The Birthday of the World
We often use the High Holidays as a chance for self-reflection, but we should also look beyond ourselves and wonder at creation.
BY: Jeff Mandell
Last year, when I lived in Israel, it was impossible to overlook the approach of the High Holidays. In the U.S., where the Jewish calendar competes with many others for prominence in our lives, the holidays always seem to sneak up on me as I'm immersed in the new school year, the onset of fall, the beginning of the primetime television season, the transition from baseball to football. In the minimal time I have previously devoted to the chagim [holidays], I have always focused, as I think most Jews tend to, on self-reflection as a path to teshuvah, or repentance. The holidays are brief, usually discrete, respites in times of transition to pause and reflect. Much like the shofar blasts that usher in the holiday, Rosh Hashanah serves as a calendrical dinner bell, clamoring for me to wash up and get ready for the serious introspection demanded by Yom Kippur.But in Israel the holidays come as no surprise. Weeks before the chagim begin, store clerks and passersby say goodbye or greet you by wishing "Shana Tova [Happy New Year]," television commercials are dominated by Rosh Hashanah-themed products, and the streets are papered with fliers advertising pre-holiday seminars of all kinds. And then, unique to Israel, there's the opportunity to visit the Jerusalem Biblical Zoo. Last year, a pre-holidays trip to the zoo was one of the most meaningful reminders of the themes of the holidays that I've ever had.

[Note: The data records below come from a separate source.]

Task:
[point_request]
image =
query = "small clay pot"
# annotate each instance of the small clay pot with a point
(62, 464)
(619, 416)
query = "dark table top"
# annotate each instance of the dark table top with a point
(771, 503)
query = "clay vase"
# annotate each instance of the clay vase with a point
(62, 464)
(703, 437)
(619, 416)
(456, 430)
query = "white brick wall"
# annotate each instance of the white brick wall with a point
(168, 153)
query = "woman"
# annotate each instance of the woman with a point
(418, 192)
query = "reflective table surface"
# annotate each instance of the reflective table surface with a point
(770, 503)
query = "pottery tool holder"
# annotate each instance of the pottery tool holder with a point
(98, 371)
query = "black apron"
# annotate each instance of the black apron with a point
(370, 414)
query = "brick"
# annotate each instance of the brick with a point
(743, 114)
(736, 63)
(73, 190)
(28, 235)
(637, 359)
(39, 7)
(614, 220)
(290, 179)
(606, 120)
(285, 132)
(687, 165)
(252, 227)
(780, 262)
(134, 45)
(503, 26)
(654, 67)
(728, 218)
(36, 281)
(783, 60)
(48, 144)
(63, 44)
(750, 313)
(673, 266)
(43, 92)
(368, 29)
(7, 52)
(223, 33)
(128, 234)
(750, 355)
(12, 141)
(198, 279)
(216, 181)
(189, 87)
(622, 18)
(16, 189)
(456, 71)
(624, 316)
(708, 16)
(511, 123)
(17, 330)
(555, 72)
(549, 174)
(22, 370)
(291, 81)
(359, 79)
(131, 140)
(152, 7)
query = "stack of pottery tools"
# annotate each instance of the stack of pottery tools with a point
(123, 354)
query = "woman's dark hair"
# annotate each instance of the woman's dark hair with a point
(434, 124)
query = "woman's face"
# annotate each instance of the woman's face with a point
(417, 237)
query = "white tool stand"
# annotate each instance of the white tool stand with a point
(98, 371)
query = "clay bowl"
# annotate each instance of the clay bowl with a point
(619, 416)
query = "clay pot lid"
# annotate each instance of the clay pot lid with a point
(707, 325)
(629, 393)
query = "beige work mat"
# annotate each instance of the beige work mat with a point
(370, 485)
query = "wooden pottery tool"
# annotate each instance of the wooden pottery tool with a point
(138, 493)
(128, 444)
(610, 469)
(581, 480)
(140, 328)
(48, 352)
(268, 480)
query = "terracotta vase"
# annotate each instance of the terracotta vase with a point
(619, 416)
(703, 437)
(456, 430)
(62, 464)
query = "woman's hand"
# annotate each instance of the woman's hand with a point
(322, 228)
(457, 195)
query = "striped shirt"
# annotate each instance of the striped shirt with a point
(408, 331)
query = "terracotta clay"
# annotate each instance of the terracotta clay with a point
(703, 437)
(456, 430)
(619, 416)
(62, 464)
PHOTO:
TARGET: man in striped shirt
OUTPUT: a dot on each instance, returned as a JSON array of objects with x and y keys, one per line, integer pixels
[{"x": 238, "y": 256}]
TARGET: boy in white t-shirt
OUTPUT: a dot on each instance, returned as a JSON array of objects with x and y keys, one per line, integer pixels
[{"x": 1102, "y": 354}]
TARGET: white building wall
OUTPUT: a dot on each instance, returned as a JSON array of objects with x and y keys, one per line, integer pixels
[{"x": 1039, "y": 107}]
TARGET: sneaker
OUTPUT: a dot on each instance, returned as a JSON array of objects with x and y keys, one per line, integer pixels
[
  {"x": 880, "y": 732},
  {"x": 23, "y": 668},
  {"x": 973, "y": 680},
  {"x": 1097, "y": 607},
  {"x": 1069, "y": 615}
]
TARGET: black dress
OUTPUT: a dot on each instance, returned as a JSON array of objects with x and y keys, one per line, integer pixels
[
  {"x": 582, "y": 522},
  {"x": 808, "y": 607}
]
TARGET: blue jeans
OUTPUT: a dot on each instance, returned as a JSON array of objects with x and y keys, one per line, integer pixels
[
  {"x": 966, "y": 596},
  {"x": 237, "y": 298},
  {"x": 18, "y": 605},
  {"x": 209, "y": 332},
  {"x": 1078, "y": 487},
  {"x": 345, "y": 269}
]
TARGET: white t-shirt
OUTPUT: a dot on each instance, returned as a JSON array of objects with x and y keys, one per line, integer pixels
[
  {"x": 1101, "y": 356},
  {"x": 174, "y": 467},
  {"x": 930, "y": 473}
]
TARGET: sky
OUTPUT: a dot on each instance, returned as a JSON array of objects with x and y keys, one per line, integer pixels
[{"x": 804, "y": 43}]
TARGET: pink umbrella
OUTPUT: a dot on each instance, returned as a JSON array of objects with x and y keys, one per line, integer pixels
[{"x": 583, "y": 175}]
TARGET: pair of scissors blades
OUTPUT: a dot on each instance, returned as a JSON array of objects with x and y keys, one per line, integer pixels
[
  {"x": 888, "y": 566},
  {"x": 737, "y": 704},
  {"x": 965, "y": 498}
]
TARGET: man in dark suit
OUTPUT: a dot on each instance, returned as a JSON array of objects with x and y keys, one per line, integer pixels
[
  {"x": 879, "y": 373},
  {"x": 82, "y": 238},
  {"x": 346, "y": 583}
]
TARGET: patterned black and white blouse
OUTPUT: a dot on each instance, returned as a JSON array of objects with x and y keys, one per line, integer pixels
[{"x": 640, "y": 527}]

The zoo's mission is to preserve endangered species, with a particular--though not exclusive--focus on animals mentioned in the Bible. To pound the biblical message home, the visitors' center is housed in a large ark. But beyond its kitschy and touristy elements, the zoo masterfully highlights the marvels of creation.
The Jerusalem Biblical Zoo is built in a valley on the southwestern outskirts of the city, past the mall and the soccer stadium. A small man-made lake occupies the center of the valley, and the main path winds around the lake, bobbing and weaving to expose visitors to each of the habitats created for various species. Unlike the ultra-deluxe mega-zoos that feature multi-million dollar buildings to house certain species in habitats that match their native ecosystems, the Biblical Zoo, presumably like its predecessor in preservation, Noah's Ark, has a simple aesthetic. Within that basic aesthetic, the Zoo manages, in a way that is humane and accessible, to present endangered animals from all corners of the world, even those--lemurs, flamingos, penguins-- completely incongruous in the desert climes of Jerusalem. That accessibility, the closeness of the animals and the minimal structures separating us from them, allows, even standing in the desert with a repro ark looming nearby, an unusual intimacy with nature.
Standing on a walkway while a giraffe strained its neck for the few extra centimeters it needed to reach the long, lush grass near my feet; making extended eye contact with a wallabee; watching ring-tailed lemurs swing in the trees and hippos bathe, it was impossible to escape the majesty of the natural world.
There, amidst the animals, just a few days before the High Holidays, I heard a metaphorical shofar call in the trumpet of the elephants and the insistent cawing of the parrots. Rosh Hashanah came alive to me as much more than merely the start of the new year. Unbidden, from recesses of memory I did not know I had, the liturgy of the shofar service echoed in my head: "Hayom horat olam, This is the birthday of the world, the anniversary of creation." Rosh Hashanah transformed from my egg-timer view of the holiday as a time for self-reflection into an animating force for a broader understanding of repentance and renewal.
As I walked to synagogue on Rosh Hashanah days later, through Jerusalem streets redolent with the fragrance of honeysuckle, I tried to keep the zoo in mind, to see every tree, every firefly, every one of the city's countless stray cats, as a reminder of creation. Once the service started, I tried not to let its familiar words and rhythms pull me too fully back into my habitual approach to the holiday. Each time the breeze carried cool air and the sound of crickets through the window, I thought of the zoo animals and tried to take seriously the idea that Rosh Hashanah is an opportunity to celebrate creation. The logical consequence of this is that the Days of Awe--the stretch between Rosh Hashanah and Yom Kippur--take on a new, more literally awesome, sensibility. In the face of nature, the only possible response is fundamental awe. That awe has many facets, from wondrous appreciation to befuddlement, from a joyous sense of belonging to a fearful unease in the face of the sublime. All of those aspects are part of what we mark on Rosh Hashanah, as we give thanks for creation and, in so doing, confront our place within it.